Fra il concetto di cittadinanza e quello di nazionalità ci sono delle differenze sostanziali, sulle quali non avevo riflettuto in modo profondo fino ad ora. Queste differenze spesso non vengono colte essendo i due termini utilizzati come sinonimi o quasi nei discorsi comuni.
Per cittadinanza si intende la condizione della persona fisica alla quale vengono riconosciuti, dallo Stato, tutti i diritti civili e politici. La cittadinanza è  uno status del cittadino, dal punto di vista giuridico, ma è anche una relazione particolare fra il cittadino e lo Stato, che implica una serie di diritti-doveri.
Il concetto di cittadinanza è storicamente un concetto abbastanza recente, espressione dello Stato moderno, caratterizzato dalla sovranità e dalla territorialità. Lo Stato esercita, su un territorio ben specifico, la sua autorità e questo crea un sistema di relazioni fra colui che subisce l’autorità, il cittadino e lo Stato.
Il cittadino mantiene questo particolare  rapporto col suo Stato d’appartenenza anche quando esce al di fuori dei suoi confini, a differenza di quello che avviene invece con lo straniero, il quale ha un rapporto più o meno intenso con lo Stato limitato al periodo della sua permanenza sul territorio nazionale. Un cittadino italiano all’estero rimane legato al suo Stato di appartenenza, con diritti e doveri, tra i quali il poter continuare a votare e i doverlo fare come facente parte appunto dei suoi doveri ( leggevo proprio oggi un commento sul voto degli italiani all’estero che proponeva la possibilità di togliere il diritto del voto a chi risiede all’estero per oltre dieci anni… assurdo) ma nello stesso tempo può sentirsi culturalmente più vicino allo stato che lo ospita in quel periodo di tempo e, diciamo, acquisirne una forma indiretta di nazionalità di facto.
Ma cos’è la nazionalità? La nazionalità è l’appartenenza ad una nazione, con quel misto di sentimenti di far parte di una comunità che si identifica attraverso una lingua, una culture, a tradizioni e abitudini he la contraddistinguono, a tutto un background di riferimento che le è proprio.

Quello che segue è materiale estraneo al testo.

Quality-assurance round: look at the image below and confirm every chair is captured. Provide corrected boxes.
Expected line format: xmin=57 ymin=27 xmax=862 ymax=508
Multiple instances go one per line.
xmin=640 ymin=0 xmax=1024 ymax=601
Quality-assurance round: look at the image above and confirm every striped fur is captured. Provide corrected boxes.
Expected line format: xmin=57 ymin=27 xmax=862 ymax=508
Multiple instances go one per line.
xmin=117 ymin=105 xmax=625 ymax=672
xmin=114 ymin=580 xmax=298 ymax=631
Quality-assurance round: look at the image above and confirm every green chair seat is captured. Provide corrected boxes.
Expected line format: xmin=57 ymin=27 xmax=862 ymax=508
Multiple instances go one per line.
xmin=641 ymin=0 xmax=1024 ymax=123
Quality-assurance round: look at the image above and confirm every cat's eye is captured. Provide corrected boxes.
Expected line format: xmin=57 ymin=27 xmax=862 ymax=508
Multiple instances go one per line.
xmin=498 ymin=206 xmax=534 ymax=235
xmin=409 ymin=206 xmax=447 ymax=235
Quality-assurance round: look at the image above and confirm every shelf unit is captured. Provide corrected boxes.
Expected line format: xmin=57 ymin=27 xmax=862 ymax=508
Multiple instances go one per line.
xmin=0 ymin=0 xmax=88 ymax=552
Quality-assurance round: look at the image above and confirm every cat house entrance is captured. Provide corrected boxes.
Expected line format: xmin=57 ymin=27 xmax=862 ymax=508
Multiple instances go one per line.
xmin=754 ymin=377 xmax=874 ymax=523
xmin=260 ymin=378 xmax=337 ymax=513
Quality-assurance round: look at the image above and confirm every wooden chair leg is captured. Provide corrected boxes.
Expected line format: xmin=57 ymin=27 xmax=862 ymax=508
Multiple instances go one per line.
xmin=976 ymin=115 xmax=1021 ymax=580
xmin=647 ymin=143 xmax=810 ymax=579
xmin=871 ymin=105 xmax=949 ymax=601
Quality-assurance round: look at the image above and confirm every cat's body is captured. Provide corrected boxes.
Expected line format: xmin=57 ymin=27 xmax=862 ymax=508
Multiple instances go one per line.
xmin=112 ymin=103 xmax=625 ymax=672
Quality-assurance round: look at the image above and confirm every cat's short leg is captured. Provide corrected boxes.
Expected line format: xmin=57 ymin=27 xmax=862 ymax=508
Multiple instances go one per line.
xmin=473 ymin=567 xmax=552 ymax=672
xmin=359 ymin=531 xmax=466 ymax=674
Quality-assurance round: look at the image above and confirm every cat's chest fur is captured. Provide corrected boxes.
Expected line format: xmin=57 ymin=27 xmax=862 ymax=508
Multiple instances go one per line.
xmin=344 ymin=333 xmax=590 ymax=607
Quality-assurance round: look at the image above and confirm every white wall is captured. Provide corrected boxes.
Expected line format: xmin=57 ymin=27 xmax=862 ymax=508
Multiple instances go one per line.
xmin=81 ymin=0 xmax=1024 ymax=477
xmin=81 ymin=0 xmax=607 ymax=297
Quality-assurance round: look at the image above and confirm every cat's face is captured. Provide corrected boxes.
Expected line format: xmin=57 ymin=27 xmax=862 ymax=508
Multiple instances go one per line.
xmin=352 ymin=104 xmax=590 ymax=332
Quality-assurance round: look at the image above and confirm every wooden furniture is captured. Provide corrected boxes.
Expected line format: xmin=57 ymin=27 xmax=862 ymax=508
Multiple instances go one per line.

Questo lo si vede in modo chiaro vivendo all’estero quando ci si ritrova ad esempio tra italiani con quei riferimenti culturali immediati, con quella facilità nel capirsi attraverso una lingua comune che non è filtrata da lingue originarie diverse.
Però lo si può anche vedere appunto vivendo all’estero in certi modi di fare e pensare che assorbiamo, che non sono nostri ma facciamo nostri e che ci portano a rispecchiarci in una nazionalità pur non avendola legalmente. Le mie figlie nate e cresciute all’estero hanno la nazionalità italiana ma indubbiamente sono molto più vicine al modo di pensare, agire di altri paesi, quelli in cui realmente hanno vissuto, con un back ground culturale che è italiano solo in minima parte, soprattutto rapportato a quello dei loro coetanei, i riferimenti culturali della loro generazione sono più vicini a quelli americani che italiani!
La nazionalità  ha un’accezione meramente culturale, ben diversa da quella prettamente giuridica espressa dal termine cittadinanza.
Allora vivendo all’estero come ci posizioniamo? Sono sicuramente cittadina italiana, con i diritti e doveri che ne conseguono e che mi garantiscono una forma di protezione giuridica, ma sono veramente italiana 22 anni dopo esser partita, e al di là del tifare per la nazionale italiana ogni 4 anni ai mondiali ? Non credo, sono come tutti gli expat un miscuglio di nazionalità quelle dei paesi che mi hanno accolta e pian piano portata ad essere la persona che sono.
E voi?

Una risposta a “Cittadinanza e nazionalità: riflessioni”

  1. Anche io sono all'estero da più di 20 anni. Mio marito dal 1975 ed ora che di anni ne ha 68 ne compie quasi 45 fuori dal Belpaese. Oltre 50 Paesi dove ha vissuto e lavorato in ambito industriale, tante lingue, usanze, amicizie, esperienze … ma in fondo in fondo esultiamo ancora quando gli Azzurri vincono una partita di calcio, ci sentiamo felici davanti ad una buona pizza e ci emozioniamo come bambini prima di ogni rientro “a casa”, in Italia. Io credo che sì, abbiamo qualcosa dentro che nonostante tutto ci fa ancora tremare la voce cantando Fratelli d'Italia 😊. Buona Festa della Repubblica!